After weeks of threats, Madison undercover officers have nailed two rideshare drivers with tickets totaling $1,317 each.
On Friday an undercover officer, after being charged $14.35 for a ride downtown from Odana Road, ticketed Uber driver Michael Jesson of Middleton for three violations — $313 for operating without a name and photo ID, $313 for operating without a vehicle permit tag, and $691 for illegally transporting a passenger for hire — for a total of $1,317. He was also cited for making an illegal U-turn. On Saturday a second undercover officer nicked Lyft driver Vincent Cozzi, 59, of Madison, for the same amount after being charged $17 for a ride from University Avenue to the Dane County Airport.
On the heels of the enforcement action, representatives from the two ridesharing companies will in town Tuesday to make their case for the rideshare industry in a panel discussion with the general manager of one of the taxi companies fighting their incursion into the Madison market.
The Wisconsin Technology Council is hosting the discussion Tuesday at 11:30 a.m. at a luncheon at the Sheraton Hotel, 706 John Nolen Drive. The cost: $35 for non-members and $25 for members.

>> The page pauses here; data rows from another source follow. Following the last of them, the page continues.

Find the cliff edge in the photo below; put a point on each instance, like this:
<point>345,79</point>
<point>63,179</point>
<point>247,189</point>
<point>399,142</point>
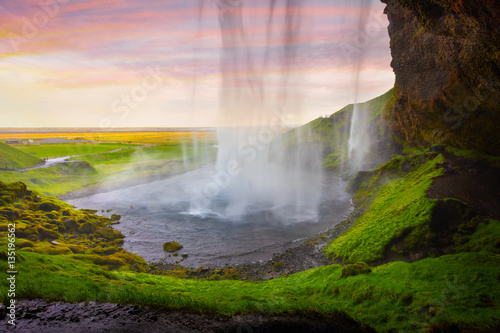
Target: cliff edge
<point>446,60</point>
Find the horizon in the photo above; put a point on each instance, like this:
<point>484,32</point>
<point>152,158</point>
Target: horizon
<point>79,64</point>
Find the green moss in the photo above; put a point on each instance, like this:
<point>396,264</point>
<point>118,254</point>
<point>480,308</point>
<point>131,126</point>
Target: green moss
<point>478,235</point>
<point>13,158</point>
<point>110,261</point>
<point>399,206</point>
<point>355,269</point>
<point>172,246</point>
<point>277,266</point>
<point>333,132</point>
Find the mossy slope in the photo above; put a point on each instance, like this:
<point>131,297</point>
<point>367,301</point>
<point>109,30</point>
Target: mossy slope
<point>334,132</point>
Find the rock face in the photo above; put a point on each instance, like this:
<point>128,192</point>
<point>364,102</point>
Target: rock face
<point>446,60</point>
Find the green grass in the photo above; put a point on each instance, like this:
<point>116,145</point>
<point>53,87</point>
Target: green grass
<point>333,132</point>
<point>401,296</point>
<point>13,158</point>
<point>108,169</point>
<point>57,180</point>
<point>71,149</point>
<point>398,207</point>
<point>472,154</point>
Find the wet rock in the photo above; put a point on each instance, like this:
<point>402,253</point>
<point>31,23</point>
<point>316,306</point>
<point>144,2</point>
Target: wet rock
<point>172,246</point>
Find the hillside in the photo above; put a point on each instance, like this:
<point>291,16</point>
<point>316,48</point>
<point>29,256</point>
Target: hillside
<point>13,158</point>
<point>445,55</point>
<point>334,133</point>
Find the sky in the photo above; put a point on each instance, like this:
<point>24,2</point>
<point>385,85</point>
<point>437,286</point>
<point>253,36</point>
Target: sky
<point>164,63</point>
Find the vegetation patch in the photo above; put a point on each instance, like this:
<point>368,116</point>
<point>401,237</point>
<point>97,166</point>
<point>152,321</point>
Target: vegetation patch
<point>12,158</point>
<point>398,207</point>
<point>355,269</point>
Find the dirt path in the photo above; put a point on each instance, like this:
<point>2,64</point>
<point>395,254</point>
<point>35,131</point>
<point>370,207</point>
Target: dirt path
<point>56,317</point>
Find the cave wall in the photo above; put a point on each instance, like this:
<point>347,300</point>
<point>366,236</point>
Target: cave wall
<point>446,60</point>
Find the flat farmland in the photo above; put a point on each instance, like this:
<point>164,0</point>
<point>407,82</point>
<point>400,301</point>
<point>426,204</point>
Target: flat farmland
<point>129,137</point>
<point>114,159</point>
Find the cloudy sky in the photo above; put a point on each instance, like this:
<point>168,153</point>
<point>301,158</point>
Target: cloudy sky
<point>157,63</point>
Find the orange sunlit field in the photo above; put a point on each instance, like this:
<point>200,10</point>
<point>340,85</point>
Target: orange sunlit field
<point>124,137</point>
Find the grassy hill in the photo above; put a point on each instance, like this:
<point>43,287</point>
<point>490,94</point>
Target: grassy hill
<point>334,133</point>
<point>13,158</point>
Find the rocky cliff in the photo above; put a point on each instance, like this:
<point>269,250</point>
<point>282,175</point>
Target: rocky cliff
<point>446,60</point>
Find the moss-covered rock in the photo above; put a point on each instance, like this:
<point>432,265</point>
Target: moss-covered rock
<point>355,269</point>
<point>48,206</point>
<point>172,246</point>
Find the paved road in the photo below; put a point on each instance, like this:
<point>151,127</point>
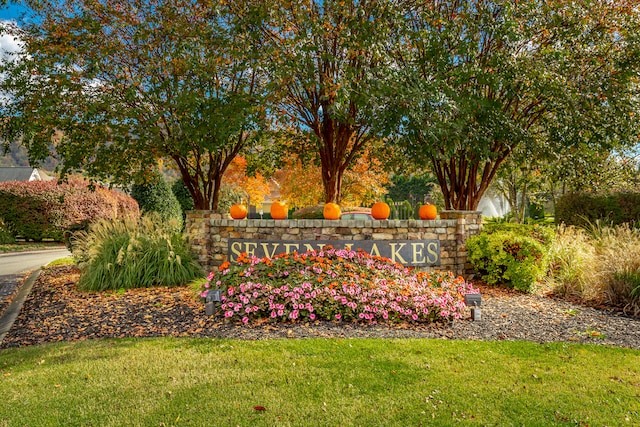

The panel will include Candice Taylor from Lyft and Nick Anderson from Uber, the two ridesharing companies that have cut into taxi profits in other cities and are fighting a national multi-front war against established taxi services and government regulators. They will be appearing with Green Cab of Madison general manager Phil Anderson, who has problems with allowing competition that doesn’t have to follow the same rules as established taxi services. Also scheduled to appear is downtown Madison Ald. Scott Resnick, a likely mayoral candidate who plans to introduce a city ordinance that would allow the upstart companies to operate legally.
The rideshares have the potential to rise to the level of a campaign issue because Mayor Paul Soglin has warned them to adhere to taxi regulations or risk fines.
Uber and Lyft are the two most prominent of a number of rideshare services that have perplexed U.S. city officials and drawn fire from established taxi companies. They have been operating in Madison since late February.
While the rideshares have been met with hostility in some communities, others have given them free rein. An example of the divide can be seen in the Twin Cities, where St. Paul has allowed rideshare drivers to operate without conditions and Minneapolis has required them to obtain taxi licenses.
But the largest battleground is in Illinois, where the burgeoning rideshare industry is fighting statewide regulations currently pending in the state house.
Uber and Lyft drivers use their own cars, connecting with customers through smartphone apps in a process that operates under the radar of city officials, with the exception of the large pink mustaches that adorn Lyft vehicles. The companies claim to be exempt from taxi rules because the drivers use their personal vehicles and don’t charge fares, asking instead for “donations.”
Resnick, a likely mayoral candidate, says he’s planning to introduce an ordinance that would ban rideshare drivers from picking up hails. But Resnick said the city's Transit and Parking Commission will decide whether or not to hold them to the requirement of operating 24 hours a day, seven days a week.
Local taxi companies are hoping the city will adopt rules to keep rideshares from picking off fares during peak times and adjusting the prices of fares at will, without the cost of maintaining operations round-the-clock.